Lo-Fi talk with Dollkraut
If we would ever start a film project, Pascal Pinkert alias Dollkraut would be our favourite pick to score the cinematic piece. His music is steeped in acoustic warmness and invites with an surprising ease for a journey through time. As he just released his debut album Schimanski’s Black Lullabies, we caught the analogue sound wizard for a conversation about his inspirations, sound aesthetic and future plans. Enjoy!
Hi Pascal! If you have to burn down your entire record collection except three pieces, which would you pick and what memories do you associate with them?
Actually we would have a serious problem cause I’m so not going to burn it ever. However, records that mean a lot me are definitely the ones from my father and especially the Jimi Hendrix with Curtis Knight LP. Also my first 12inch on Sound Architecture, when it all started and of course my John Barry and Portishead collections. You see, I just cannot name only three.
Did you ever play in bands or had you ever the desire to do so?
In 2013, I started a band called LOLA and toured through Germany with it. Members were Debby Blauwendraat and me. I had to form it a during very short period of time because I had the chance to be the supporting act for Brandt Brauer Frick during their tour where we performed at places like Berghain, Zoom Frankfurt, Gloria in Cologne and at Übel & Gefährlich in Hamburg. I’m now busy to form a band around the Dollkraut music, this should be up and running somewhere in 2015.
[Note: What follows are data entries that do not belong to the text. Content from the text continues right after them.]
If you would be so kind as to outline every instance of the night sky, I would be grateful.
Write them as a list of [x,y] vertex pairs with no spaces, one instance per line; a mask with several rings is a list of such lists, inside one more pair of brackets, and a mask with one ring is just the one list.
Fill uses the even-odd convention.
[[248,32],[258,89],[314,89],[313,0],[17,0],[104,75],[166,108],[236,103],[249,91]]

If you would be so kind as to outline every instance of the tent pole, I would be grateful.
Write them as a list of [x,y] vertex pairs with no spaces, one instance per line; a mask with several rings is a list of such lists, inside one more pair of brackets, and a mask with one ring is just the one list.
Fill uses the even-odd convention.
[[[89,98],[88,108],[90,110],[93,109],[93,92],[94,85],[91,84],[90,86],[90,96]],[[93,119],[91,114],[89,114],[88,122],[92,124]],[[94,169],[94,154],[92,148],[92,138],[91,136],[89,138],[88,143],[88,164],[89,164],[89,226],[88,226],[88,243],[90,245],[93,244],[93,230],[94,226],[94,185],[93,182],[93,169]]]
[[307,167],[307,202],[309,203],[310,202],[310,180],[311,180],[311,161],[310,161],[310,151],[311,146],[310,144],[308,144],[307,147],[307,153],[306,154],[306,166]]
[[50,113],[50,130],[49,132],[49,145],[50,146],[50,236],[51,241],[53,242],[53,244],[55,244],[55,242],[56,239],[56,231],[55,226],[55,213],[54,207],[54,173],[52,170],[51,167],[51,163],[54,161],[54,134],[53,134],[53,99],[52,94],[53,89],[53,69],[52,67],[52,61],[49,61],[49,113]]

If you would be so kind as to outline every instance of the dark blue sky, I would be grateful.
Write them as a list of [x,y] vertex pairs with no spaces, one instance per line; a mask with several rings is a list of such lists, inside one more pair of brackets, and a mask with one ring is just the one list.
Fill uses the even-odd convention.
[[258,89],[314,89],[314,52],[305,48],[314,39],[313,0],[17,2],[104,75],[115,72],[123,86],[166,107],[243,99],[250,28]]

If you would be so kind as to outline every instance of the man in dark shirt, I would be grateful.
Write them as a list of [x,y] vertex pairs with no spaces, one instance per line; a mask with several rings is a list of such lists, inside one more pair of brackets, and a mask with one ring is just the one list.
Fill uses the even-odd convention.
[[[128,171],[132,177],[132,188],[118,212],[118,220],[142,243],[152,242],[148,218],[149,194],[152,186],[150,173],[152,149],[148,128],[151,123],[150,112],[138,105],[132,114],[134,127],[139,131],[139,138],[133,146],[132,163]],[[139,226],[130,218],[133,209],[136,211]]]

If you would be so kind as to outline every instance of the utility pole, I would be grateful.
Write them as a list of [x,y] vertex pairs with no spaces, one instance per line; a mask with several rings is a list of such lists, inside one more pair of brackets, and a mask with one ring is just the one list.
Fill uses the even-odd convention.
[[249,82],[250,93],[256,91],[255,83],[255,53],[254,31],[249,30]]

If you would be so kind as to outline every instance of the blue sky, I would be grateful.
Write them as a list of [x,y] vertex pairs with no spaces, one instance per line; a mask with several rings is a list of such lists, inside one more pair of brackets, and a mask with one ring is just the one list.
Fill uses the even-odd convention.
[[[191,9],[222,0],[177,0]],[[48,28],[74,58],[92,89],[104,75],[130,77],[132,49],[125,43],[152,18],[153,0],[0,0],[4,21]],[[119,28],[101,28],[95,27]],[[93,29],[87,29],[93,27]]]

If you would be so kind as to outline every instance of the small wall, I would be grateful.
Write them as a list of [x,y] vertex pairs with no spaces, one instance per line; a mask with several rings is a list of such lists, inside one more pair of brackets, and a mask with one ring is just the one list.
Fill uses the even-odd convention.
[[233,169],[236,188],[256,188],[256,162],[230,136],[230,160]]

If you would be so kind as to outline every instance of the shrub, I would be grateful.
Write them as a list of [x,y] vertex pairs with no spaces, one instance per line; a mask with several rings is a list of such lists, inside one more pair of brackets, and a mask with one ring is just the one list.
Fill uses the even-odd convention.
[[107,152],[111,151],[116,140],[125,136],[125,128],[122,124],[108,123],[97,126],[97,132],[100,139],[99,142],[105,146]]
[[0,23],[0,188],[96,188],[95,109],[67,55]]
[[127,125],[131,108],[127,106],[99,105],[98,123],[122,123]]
Which analogue equipment did you buy first and what makes you feel uncomfortable with digital production styles? A Resident Adviser review states that you remix for Paul Frick’s ‘I Mean’ sounds as if it would have been ‘mastered off a cassette’.
The first analogue gear I bought would probably be a mixer. In my opinion it should still be the centre of the production studio. I use it for dubbing, recording and mixing. It’s just the way to go for me. I do have a Mac Pro for some arranging, so it’s not that I fear the more digital approach of the recording chain, it is just what I got used to. If you would ask why you should use analogue synthesizers instead of software, the answer would be more easier. They just sound different, you can’t compare it with software, you know that when you used one.
Does cinematic art inspire you? Could you imagine to start film scoring projects?
It inspires me the most, I love it when a composer catches the tension of those film moments. I definitely want to work on some kind of score for moving images, film or contemporary dance pieces.
You have the ability to reinterpret tracks in a way that your versions sound like ‘fake originals’ as some critics say. Do you think that this somehow overshoots the purpose of a remix duty?
I just try to bring my ideas into the sound of the original. If these ideas would end up in a whole different sound, it still has the same purpose of a remix. It just had a different way of looking at it.
Your 2010 Loot EP on Doppelschall created an international stir. How important was the decision for you not to limit yourself to a successful career with house productions?
It wasn’t really that I limited myself, I was just bored with that kind of stuff. I actually never listen to ‘house’ or something like that at home. I think I wanted to trigger myself by doing some more ‘musical’ stuff lately.
Your Theme of Fukoyama EP received support from Dixon and many others last year. Have you been surprised by the support it received?
Yes, it’s always good to get some feedback from people who are actually playing it but I didn’t expected this. Big up to Dixon by the way, very thankful he played it that often.
In almost six years you had six releases of which two came out recently. Your debut album Schimanski’s Black Lullabies was released on the 1st of December via Berlin-based label The Gym. Did you feel more creative recently or why have you been hesitant to embark on a musical career?
Well, actually I worked my ass off the past six years to get these releases out in the open. But for some reason I didn’t really got picked up, maybe because it wasn’t always just ‘easy’ music. I mean for a bigger audience. I can’t do obvious stuff, it doesn’t interest me and that’s also maybe why it took so long getting some attention for what I do.
What is the concept of Schimanski’s Black Lullabies?
Not really easy to explain. I like the times when you really couldn’t get pass those typical 70’s movie themes or music from TV series like The Avengers or The Persuaders. I wanted that kind of vibe. There were also some recordings I really wanted to be on this album like the more weird ‘world’ kind of ‘disco’ but which you could easily put under a movie scene.
What can we expect next?
I’m very busy with the band and getting this setup together, this will take some time of course but we’re getting there. Next to this, I’m doing a remix for Ivan Smagghe and Tim Paris, a new EP will be there somewhere in the beginning of 2015 and maybe a new album too, who knows.
Dollkraut’s debut album Schimanski’s Black Lullabies is out via The Gym Records on 1st of December 2014.